* Man on Wire is just crazy amounts of fun. It’s a documentary, with a wee bit of recreation, of Philippe Petit’s tightrope walk between the Twin Towers in 1974. It’s structured, appropriately enough, like a heist film, and Petite is the master teller of his own story. It’s marvelous filmmaking too, in that there’s great tension even though we know exactly how it ends.
* Be Like Others was my second documentary of the day, and utterly heartbreaking. It takes us to Iran, where homosexuality is punishable by death, but gender reassignment surgery is legal, even encouraged. It is painfully clear throughout that the vast majority of these people would never make this choice if they lived anywhere else.
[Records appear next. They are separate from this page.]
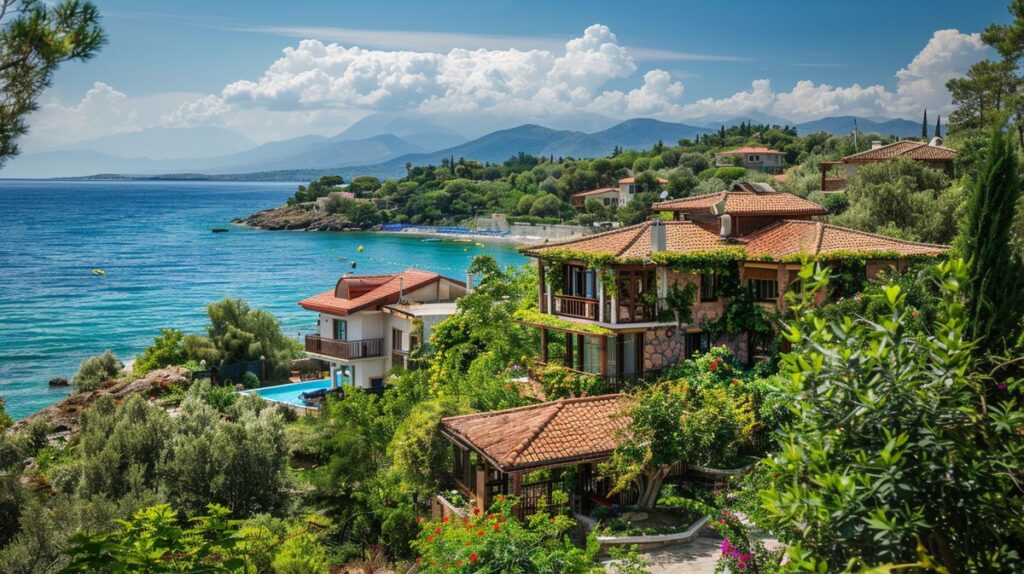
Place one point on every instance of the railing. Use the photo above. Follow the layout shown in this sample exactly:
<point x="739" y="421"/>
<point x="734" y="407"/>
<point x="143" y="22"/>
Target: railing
<point x="833" y="184"/>
<point x="579" y="307"/>
<point x="363" y="349"/>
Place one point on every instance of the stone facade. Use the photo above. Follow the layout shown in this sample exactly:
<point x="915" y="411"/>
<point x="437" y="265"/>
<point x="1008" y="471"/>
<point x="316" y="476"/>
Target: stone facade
<point x="664" y="347"/>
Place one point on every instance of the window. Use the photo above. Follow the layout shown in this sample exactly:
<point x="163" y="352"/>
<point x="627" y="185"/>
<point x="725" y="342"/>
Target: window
<point x="580" y="281"/>
<point x="764" y="290"/>
<point x="709" y="287"/>
<point x="697" y="343"/>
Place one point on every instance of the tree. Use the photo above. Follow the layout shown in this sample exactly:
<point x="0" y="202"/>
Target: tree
<point x="993" y="303"/>
<point x="35" y="38"/>
<point x="893" y="442"/>
<point x="670" y="423"/>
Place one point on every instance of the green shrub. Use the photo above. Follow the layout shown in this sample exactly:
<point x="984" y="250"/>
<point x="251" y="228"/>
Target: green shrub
<point x="94" y="370"/>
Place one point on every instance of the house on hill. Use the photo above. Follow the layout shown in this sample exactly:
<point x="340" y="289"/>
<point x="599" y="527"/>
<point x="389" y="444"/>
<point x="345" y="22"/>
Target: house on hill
<point x="611" y="195"/>
<point x="628" y="303"/>
<point x="753" y="158"/>
<point x="368" y="324"/>
<point x="835" y="175"/>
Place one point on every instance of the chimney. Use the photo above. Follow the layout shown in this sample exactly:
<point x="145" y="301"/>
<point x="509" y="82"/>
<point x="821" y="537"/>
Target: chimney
<point x="726" y="230"/>
<point x="657" y="240"/>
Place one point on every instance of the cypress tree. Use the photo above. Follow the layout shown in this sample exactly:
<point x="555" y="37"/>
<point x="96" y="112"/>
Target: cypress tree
<point x="993" y="303"/>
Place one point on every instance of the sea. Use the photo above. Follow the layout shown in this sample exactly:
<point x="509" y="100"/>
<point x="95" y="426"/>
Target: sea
<point x="162" y="265"/>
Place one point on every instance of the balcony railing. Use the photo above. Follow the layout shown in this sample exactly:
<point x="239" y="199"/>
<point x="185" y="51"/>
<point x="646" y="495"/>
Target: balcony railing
<point x="579" y="307"/>
<point x="363" y="349"/>
<point x="833" y="184"/>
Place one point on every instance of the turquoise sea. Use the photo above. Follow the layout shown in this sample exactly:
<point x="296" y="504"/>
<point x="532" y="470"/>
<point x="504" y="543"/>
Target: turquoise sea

They’re undergoing this brutal procedure (brutal in that it is gender reassignment in *Iran*, that is, I don’t mean this to be a commentary on truly transgendered people or Western methodology) so that they can fit into the rigid societal/religious definitions of gender. Not so they can fulfill who they really are. The only thing I wish is that there had been further inclusion of women. There is one lesbian at the start of the film, and we never encounter her again. It seems like a huge gap to me. Painful & unforgettable.
* I added Becky Sharp for the form rather than the content, and was pleasantly surprised by both. It’s a Vanity Fair adaptation (obviously), and the first film done in three strip Technicolor. The color is gorgeous and the dialogue is hilarious & snappy. Good times all round. Ignore the IMDb reviewers. They’re idiots.
* Somehow I had got it into my head that XXY was a Canadian film. I blame it on mid-festival pudding-brain. It’s from Argentina, and is the story of a 15 year old hermaphrodite under increasing pressure to choose a gender. It’s just beautiful, and Inés Efron is luminous as Alex. I never remember to vote for the other Golden Space Needle categories, but I’ll try to put in a ballot for her.
* Finally, last night I had scheduled a 9:45 movie, Sukiyaki Western Django. Perhaps because I am insane. I gave serious thought to selling my ticket to someone in the rush line, and I’m glad I didn’t, because it was on copious amounts of crack. More, even, than I had anticipated. I knew it was a Japanese Western, and that Miike is kind of a nutcase director, but I did not know that it had a cameo by Quentin Tarantino, or that it was in English… phonetic English, which sounds a lot like the red room Twin Peaks scenes. It’s an excellent terrible movie, and great fun to see with a packed house.